Ghada Bualuan, director of the Undergraduate Studies of the Department of Classics and Program of Arabic Languages, said the event offers an important dimension to the study of Arabic beyond learning in the classroom.
"We do teach culture in classrooms, but this is a small cultural experience to engage [students] with the culture so they can connect," she said. "Culture is not only history and civilizations that they read in class, but it's also the language they speak, the songs they sing, the poetry they recite."
This years' program offers a special focus on the Arab Spring protests, she said.
Senior Joe Dufour, president of Arabic Club, said multiple performances address this significant international development.
"This year the biggest influence has been the Arab Spring," he said. "We incorporated this major political, cultural and social event."
Dufour said his contribution, "The Dictator," is a ten-minute play that addresses the revolutions of last year in a lighthearted manner.
"The Arab Spring was very big this year, and we thought it would be relevant to do a satirical play on life under dictatorship," he said. "It has a powerful message in addition to being comedic."
Bualuan said the poetry readings selected for tonight will also address the Arab Spring with controversial Syrian poetry.
"It's the poetry of revolution," she said. One poem was banned in Syria because it spoke against the dictator, a harsh regime, and a lack of freedom of speech and expression," she said. "The other poem is a cry calling Arabs to unitetogether."
Students participating in the event have taken leadership in writing, choreographing and film editing, involving themselves with the event more than ever before, Dufour said.
Dufour also said solo and duet vocal performances will showcase the advanced language ability of students.

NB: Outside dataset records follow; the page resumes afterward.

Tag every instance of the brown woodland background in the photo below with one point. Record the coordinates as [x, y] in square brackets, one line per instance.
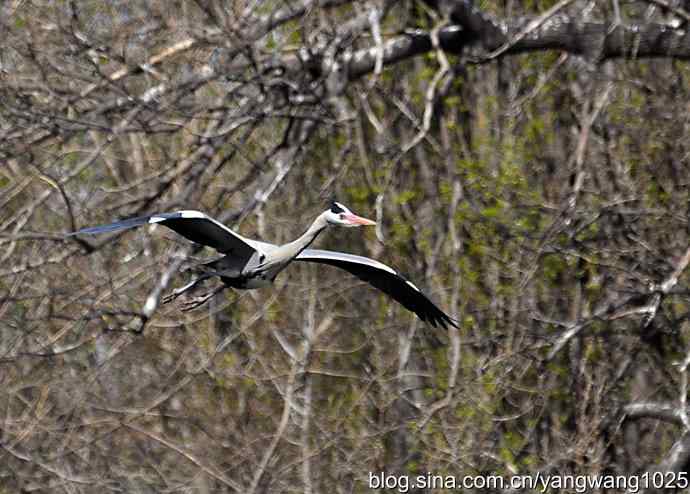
[527, 163]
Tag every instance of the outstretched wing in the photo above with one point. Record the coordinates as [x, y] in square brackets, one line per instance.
[193, 225]
[385, 279]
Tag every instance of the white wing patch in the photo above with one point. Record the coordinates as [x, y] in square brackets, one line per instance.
[413, 285]
[195, 214]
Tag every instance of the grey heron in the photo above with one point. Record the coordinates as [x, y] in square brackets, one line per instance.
[247, 263]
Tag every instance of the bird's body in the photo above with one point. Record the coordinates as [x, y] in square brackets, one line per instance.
[249, 264]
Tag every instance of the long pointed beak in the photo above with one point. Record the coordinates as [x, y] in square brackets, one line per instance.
[358, 220]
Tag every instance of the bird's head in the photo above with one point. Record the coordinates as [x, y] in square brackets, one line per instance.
[339, 215]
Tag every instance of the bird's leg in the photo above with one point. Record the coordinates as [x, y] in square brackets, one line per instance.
[195, 302]
[179, 291]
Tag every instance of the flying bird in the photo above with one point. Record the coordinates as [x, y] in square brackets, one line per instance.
[247, 264]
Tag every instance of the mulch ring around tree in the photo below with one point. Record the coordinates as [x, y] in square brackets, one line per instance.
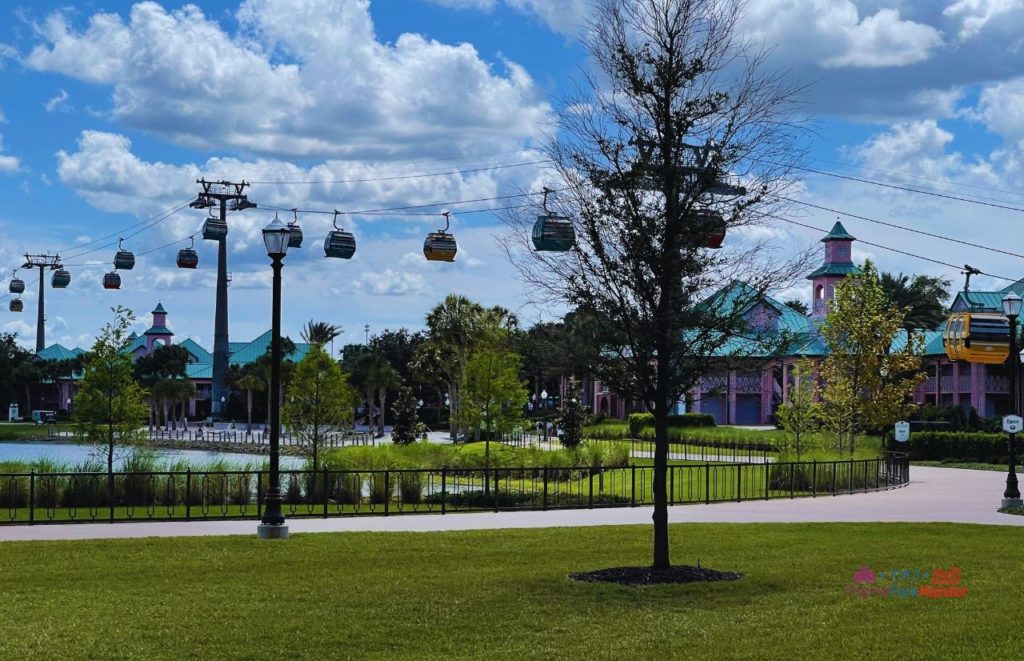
[647, 576]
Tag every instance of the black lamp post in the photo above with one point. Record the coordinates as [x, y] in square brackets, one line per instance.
[1012, 308]
[275, 236]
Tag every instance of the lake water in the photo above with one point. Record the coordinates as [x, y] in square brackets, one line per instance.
[74, 454]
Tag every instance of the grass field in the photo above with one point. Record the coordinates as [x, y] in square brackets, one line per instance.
[505, 595]
[23, 431]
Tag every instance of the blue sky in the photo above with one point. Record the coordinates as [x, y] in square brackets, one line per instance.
[110, 111]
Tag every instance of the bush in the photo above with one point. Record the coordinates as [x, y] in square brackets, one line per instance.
[692, 420]
[637, 422]
[989, 448]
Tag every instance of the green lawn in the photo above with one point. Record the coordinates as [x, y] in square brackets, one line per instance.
[504, 595]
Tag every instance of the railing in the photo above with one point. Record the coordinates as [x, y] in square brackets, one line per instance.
[69, 497]
[201, 436]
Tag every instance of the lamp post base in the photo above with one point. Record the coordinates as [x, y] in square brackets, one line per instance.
[271, 531]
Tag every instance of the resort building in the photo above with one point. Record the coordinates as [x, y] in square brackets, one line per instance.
[751, 396]
[199, 369]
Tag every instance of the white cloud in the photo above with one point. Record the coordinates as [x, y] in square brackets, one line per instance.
[57, 102]
[278, 88]
[391, 282]
[8, 164]
[976, 14]
[835, 34]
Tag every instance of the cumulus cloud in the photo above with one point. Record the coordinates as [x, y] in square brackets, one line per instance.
[57, 102]
[276, 87]
[976, 14]
[835, 34]
[8, 164]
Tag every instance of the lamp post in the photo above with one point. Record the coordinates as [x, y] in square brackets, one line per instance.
[1012, 308]
[275, 236]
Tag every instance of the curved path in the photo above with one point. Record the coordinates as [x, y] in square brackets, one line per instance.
[934, 495]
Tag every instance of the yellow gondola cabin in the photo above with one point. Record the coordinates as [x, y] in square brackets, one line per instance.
[977, 337]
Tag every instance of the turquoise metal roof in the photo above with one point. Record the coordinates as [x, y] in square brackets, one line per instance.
[198, 352]
[159, 331]
[834, 268]
[199, 370]
[978, 301]
[58, 352]
[135, 345]
[258, 347]
[838, 233]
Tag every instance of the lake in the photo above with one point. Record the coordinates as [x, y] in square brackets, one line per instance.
[73, 453]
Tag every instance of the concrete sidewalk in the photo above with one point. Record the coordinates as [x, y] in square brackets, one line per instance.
[934, 495]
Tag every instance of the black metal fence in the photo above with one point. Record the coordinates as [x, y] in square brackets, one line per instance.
[690, 449]
[66, 497]
[200, 436]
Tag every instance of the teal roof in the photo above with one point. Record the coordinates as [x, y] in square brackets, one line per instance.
[134, 345]
[159, 331]
[979, 301]
[202, 355]
[58, 352]
[834, 268]
[252, 351]
[199, 370]
[838, 233]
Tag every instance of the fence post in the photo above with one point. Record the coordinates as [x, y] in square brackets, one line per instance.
[325, 493]
[545, 501]
[497, 500]
[443, 488]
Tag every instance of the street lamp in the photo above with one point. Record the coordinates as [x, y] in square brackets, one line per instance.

"To have three students singing in Arabic, which is hard enough to speak, but to sing and do it well, is amazing," he said.
Bualuan said she hopes both students and families enjoy the event.
"We try to reach out to the community because there is a large community of native Arabs in Michiana," she said.
Even those who do not speak Arabic or study the Middle East can appreciate tonight's performances, Bualuan said.
"Anyone who has any interest in the Middle East, is intrigued by the culture and politics of the Arab World or just wants to get a better sense of what it means to be Arab should come," she said. "Arabs never cease to produce music, literature and other forms of culture infused with life experiences in time of prosperity and in hardship."
She said the interconnectedness of societies is best learned from immersion in another culture.
"We all share the same humanity. We all seek happiness, peace and fulfillment," Bualuan said. "We want people to connect with … what they're feeling, facing and what challenges they have."